Abstract:
The three-body scatter signature (TBSS) is a critical indicator for the detection of large hail (diameter is greater than 20 mm) using S-band Doppler weather radar. It is characterized by spurious echoes resulting from a triple-scattering processes: Initial scattering in the hail region, ground reflection, and secondary scattering back through the hail region. To improve hail warning accuracy and mitigate TBSS-induced artifacts in quantitative precipitation estimation, the development of automated TBSS identification algorithms is essential. A limitation in previous algorithmic is the imposition of an artificial constraint, whereby grid points with a horizontal polarization reflectivity factor (
ZH) no more than 25 dBZ are classified as TBSS regions, and this inherently limits detection when the signature is obscured by genuine precipitation echoes exceeding this threshold.An innovative dual-polarization algorithm named TBSS-RFK is introduced, which synergistically combines random forest classification with
K-means clustering to overcome these limitations. The methodology leverages a comprehensive dataset comprising 930 carefully validated cases (465 TBSS and 465 non-TBSS samples), derived from large hail events observed across Hunan Province from 2021 to 2025. For each event, three key dual-polarization parameters are extracted: The horizontal polarimetric reflectivity factor (
ZH), differential reflectivity (
ZDR), and correlation coefficient.
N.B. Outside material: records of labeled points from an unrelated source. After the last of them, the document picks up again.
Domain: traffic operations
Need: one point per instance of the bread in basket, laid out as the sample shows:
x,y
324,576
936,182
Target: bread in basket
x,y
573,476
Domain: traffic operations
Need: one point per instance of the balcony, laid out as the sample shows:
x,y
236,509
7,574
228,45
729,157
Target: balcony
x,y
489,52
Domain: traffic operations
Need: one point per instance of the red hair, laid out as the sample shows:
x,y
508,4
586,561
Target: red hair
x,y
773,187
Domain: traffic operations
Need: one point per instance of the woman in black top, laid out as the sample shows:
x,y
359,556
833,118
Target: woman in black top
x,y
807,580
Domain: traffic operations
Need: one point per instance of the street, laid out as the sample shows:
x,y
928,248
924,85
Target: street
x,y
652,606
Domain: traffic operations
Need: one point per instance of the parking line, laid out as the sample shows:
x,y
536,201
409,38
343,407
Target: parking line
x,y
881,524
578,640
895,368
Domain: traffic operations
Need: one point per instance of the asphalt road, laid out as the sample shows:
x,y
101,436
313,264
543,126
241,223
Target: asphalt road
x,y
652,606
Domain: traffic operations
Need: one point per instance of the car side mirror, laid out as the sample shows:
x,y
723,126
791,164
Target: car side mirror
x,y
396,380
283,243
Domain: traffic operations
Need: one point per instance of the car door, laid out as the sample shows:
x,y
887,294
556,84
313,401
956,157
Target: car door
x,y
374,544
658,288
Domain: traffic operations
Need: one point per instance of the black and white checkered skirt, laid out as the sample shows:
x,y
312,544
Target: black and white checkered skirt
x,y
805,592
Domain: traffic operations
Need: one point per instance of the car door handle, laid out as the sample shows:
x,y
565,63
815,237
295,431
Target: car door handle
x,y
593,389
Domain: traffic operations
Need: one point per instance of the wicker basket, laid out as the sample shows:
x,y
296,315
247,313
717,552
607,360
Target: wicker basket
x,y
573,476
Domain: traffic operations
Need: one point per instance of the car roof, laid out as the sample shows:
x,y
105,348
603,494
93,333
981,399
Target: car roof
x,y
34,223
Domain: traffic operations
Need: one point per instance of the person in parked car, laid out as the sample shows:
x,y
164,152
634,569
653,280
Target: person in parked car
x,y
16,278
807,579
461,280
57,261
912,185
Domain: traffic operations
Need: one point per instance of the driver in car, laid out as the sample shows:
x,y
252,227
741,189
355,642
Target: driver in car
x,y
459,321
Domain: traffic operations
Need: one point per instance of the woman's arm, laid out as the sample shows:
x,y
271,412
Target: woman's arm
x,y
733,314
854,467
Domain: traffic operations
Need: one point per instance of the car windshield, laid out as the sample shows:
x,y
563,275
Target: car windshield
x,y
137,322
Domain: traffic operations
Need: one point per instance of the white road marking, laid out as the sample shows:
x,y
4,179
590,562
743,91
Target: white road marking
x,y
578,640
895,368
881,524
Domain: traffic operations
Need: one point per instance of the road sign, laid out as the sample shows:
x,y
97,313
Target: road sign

The algorithm is designed to automatically identify TBSS grid points at a 1°×1 km resolution, followed by a comprehensive performance evaluation and application case analysis.Built upon a comprehensive understanding of TBSS formation mechanisms, polarimetric characteristics, and physical essence, TBSS-RFK algorithm successfully addresses the long-standing challenge of detecting TBSS obscured by genuine precipitation echoes. The algorithm achieves exceptional performance metrics with 96.6% probability of detection (POD), 6.5% false alarm ratio (FAR), and 90.5% critical success index (CSI). Compared with conventional single-polarization TBSS detection algorithms, TBSS-RFK demonstrates significant improvements by a 16% reduction in FAR and a 20.5% enhancement of CSI.Feature selection constitutes the cornerstone of TBSS-RFK algorithm's success. The availability of dual-polarization radar parameters enables robust identification of precipitation-embedded TBSS, with
ZH and correlation coefficient identified as particularly diagnostic. Statistical analysis reveals that 50% of confirmed TBSS grid points are characterized by low-value thresholds:
ZH not exceeding 15.0 dBZ,
ZDR not exceeding 0.19 dB, and correlation coefficient not exceeding 0.84. Through rigorous examination of these polarimetric signatures and their physical interpretations, the algorithm strategically employs low-value regimes of
ZH,
ZDR, and correlation coefficient as primary detection features, with correlation coefficient emerging as the most statistically significant discriminator. This physics-informed feature engineering approach underpins the algorithm's superior performance.By transforming complex image recognition into an efficient binary classification task through meteorologically informed feature engineering, TBSS-RFK algorithm provides a robust operational solution and offers insights for developing lightweight machine learning algorithms. A primary limitation is that the algorithm's validation is based on 465 samples from Hunan Province, leaving its generalizability to other geographic/climatic regions unexplored. Future work will be directed toward assessing its stability with larger datasets.